Tuesday, August 12, 2008

Be a Father to Your Child: Real Talk from Black Men on Family, Love and Fatherhood

by April R. Silver
Soft Skull Press
Paperback, $17.95
218 pages, Illustrated
ISBN: 978-1-59376-192-9



Book Review by Kam Williams

“I will be completely candid here and say that I have carried around a great deal of resentment toward older Black men since my father disowned me when I was eight years-old. Indeed, I have had little tolerance, little respect, and very little interest in what most of them have to say for themselves.
It is the worst form of cowardice to bring a child into the world and then abandon that child either because you cannot cope or because you and the child’s mother are not able to get along. How many Black boys and Black girls have had their emotional beings decimated by that father void?
How does one break the vicious cycle, begun on the plantations, of Black man as stud? [And] what of slavery… which lingers still in the collective bosom of Black men in America? So how could I really be mad at my father… that no-good do-for-nothing, as my mother often referred to him?
I may never see the man again in my lifetime, don’t care to, really, but I know… he is wounded… like older Black men and like a lot of younger Black men in a state of arrested development.”
Excerpted from “What Is a Man?” by Kevin Powell (pages 34-35)
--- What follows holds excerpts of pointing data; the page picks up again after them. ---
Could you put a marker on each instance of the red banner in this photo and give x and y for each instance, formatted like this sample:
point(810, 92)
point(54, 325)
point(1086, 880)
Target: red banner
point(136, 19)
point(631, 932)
How does the Hip-Hop Generation view fatherhood? Depending on whose statistics you believe, anywhere from 70 to 85% of black kids are now being raised by single-moms. This suggests that African-American males raised during the heyday of misogynistic gangsta rap might be unwilling to shoulder their fair share of the burden when it comes to parenting.
But before you jump to conclusions, you might want to read Be a Father to Your Child: Real Talk from Black Men on Family, Love and Fatherhood. Edited by April Silver, the book is a collection of empowering essays by black men born between 1965 and 1989 who have not abandoned their children.
Each contributor shares his unique perspective, some of which you are bound to find a little surprising. For instance, Bakari Kitwana, author of such seminal cultural touchstones as The Hip-Hop Generation and Why White Kids Like Hip-Hop, readily admits to being “old-fashioned” and that the bulk of the music he writes about is off-limits for his own eight year-old son.
Then there’s hip-hop artist Talib Kweli, a father of two, who says, “Education is the key of a wonderful life.” He also acknowledges that rap has served as a surrogate father, filling in for absentee dads. But he warns that the music only “teaches you how to appear like a man.” Also among the two-dozen young sages weighing-in are professors William Jelani Cobb, James Peterson and Alford A. Young, Jr., filmmakers Aaron Lloyd and Byron Hunt, DJ Davey D, rapper Rhymfest and playwright Shaun Neblett.
Be a Father to Your Child amounts to a heartening mix of poetry, prose and pictures which combine to reassure skeptics about the prospects for the black family, the daily dire predictions of the mainstream media notwithstanding. For if these dedicated brothers were able to overcome the odds and avoid the self-destructive paths glorified in the materialistic, violent and misanthropic music videos on which they were weaned during their formative years, there is indeed plenty of promise for this and future generations of African-American dads.